There is a difference between probabilities and log probabilities. If the probability of an event is 0.36787944117, which happens to be $1/e$, then the log probability is -1.
Therefore, if you are given a bunch of unnormalized log probabilities, and you want to recover the original probabilities, first you take the exponent of all your numbers, which gives you unnormalized probabilities. Next, you normalize them like usual. Mathematically, this is
$$p_j = \frac{e^{z_j}}{\sum_i e^{z_i}}$$
where $p_j$ is the probability of the $j$th class and $z_i$ is the inputs to the softmax classifier.
The obvious question is why bother performing doing exponents. Why not use
$$p_j = \frac{z_j}{\sum_i z_i}$$
instead?
One reason for this is because the softmax plays nicely with cross-entropy loss, which is $-E_q[\log p]$, where $q$ is the true distribution (the labels). Intuitively, the log cancels out with the exponent, which is a very helpful for us.
It turns out that if you take the gradient of the cross-entropy loss with respect to the inputs to the classifier $\vec z$, you get
$$\vec p - 1_j$$
when the ground truth label is in class $j$ and $1_j$ is the corresponding one-hot vector. This is a very nice expression and leads to easy interpretation and optimization.
On the other hand, if you try to use unnormalized probabilities instead of unnormalized log probabilities, you end up with the gradient being
$$\frac{1}{\sum_i z_i} - \vec 1_j^T\frac{1}{z}$$
This expression is much less nice in terms of interpretability and you can also see potential numerical problems when $z$ is close to 0.

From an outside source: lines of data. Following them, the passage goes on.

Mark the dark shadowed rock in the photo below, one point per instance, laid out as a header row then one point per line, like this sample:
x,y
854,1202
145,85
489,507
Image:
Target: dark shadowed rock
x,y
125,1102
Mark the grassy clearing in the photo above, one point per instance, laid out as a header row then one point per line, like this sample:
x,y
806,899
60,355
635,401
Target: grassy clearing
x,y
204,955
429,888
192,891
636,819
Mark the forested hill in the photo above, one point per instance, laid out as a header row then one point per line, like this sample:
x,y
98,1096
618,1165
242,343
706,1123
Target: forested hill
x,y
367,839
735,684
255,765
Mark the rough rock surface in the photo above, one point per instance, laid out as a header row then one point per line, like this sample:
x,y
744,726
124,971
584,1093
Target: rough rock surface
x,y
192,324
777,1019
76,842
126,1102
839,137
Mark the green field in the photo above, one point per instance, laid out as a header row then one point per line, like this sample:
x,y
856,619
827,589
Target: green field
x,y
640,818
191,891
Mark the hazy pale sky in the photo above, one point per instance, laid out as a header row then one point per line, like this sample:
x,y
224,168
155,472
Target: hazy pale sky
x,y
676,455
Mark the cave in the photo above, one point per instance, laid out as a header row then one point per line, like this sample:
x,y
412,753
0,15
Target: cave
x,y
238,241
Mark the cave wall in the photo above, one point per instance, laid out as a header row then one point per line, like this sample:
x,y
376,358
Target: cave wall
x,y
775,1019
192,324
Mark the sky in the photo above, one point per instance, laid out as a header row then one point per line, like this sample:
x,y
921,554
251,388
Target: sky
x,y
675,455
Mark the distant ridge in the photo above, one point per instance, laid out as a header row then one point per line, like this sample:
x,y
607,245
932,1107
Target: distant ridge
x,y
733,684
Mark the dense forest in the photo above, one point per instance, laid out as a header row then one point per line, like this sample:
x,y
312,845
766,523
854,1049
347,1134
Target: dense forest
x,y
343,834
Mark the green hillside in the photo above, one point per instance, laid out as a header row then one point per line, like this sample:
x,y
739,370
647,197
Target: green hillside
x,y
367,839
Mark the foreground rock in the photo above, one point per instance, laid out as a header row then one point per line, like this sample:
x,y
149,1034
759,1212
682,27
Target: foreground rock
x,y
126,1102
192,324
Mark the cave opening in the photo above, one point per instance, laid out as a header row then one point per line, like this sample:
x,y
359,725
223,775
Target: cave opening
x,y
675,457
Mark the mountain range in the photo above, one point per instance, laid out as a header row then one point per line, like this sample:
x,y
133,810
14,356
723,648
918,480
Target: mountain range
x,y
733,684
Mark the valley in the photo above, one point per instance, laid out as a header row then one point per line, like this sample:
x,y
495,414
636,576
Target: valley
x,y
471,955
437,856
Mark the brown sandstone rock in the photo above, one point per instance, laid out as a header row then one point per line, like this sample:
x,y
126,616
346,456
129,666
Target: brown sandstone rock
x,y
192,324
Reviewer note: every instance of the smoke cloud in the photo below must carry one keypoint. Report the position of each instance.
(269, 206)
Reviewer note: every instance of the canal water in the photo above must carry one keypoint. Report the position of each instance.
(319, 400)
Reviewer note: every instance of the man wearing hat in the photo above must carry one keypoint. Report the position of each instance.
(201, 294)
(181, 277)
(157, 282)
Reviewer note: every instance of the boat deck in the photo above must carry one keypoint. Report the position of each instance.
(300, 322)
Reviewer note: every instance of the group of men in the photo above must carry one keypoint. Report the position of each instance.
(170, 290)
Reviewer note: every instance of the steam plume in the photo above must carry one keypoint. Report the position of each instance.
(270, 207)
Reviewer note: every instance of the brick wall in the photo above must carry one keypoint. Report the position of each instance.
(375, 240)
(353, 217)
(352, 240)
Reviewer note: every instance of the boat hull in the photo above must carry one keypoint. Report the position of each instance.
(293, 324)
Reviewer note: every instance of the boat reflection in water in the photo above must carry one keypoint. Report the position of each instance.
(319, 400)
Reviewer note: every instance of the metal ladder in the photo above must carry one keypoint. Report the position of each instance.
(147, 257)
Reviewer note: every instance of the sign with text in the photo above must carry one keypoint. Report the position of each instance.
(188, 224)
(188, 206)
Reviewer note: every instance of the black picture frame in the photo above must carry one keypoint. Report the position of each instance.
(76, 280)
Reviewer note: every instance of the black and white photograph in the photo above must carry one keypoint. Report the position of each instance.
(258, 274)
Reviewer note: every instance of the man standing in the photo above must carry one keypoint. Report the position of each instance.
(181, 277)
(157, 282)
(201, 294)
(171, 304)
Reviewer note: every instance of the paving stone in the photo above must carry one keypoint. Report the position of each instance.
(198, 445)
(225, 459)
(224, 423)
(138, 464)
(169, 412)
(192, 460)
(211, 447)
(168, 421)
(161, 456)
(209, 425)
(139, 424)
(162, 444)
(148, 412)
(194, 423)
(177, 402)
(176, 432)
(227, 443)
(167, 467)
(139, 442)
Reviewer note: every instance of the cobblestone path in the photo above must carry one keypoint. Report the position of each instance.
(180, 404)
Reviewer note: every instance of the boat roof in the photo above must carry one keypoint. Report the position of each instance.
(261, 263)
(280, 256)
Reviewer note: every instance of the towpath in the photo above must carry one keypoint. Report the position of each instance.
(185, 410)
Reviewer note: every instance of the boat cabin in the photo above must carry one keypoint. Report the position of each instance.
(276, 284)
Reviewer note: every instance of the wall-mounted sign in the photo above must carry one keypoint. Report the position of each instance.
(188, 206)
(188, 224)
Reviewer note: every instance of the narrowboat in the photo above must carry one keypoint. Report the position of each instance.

Another reason to use log probabilities can be seen from logistic regression, which is simply a special case of softmax classification. The shape of the sigmoid function works well because, intuitively, as you move across the feature space, the probability of classes does not vary linearly with the inputs. The sharp bend in the sigmoid function, which emphasizes the sharp boundary between two classes, is really a result of the exponential term we are applying to the inputs of softmax.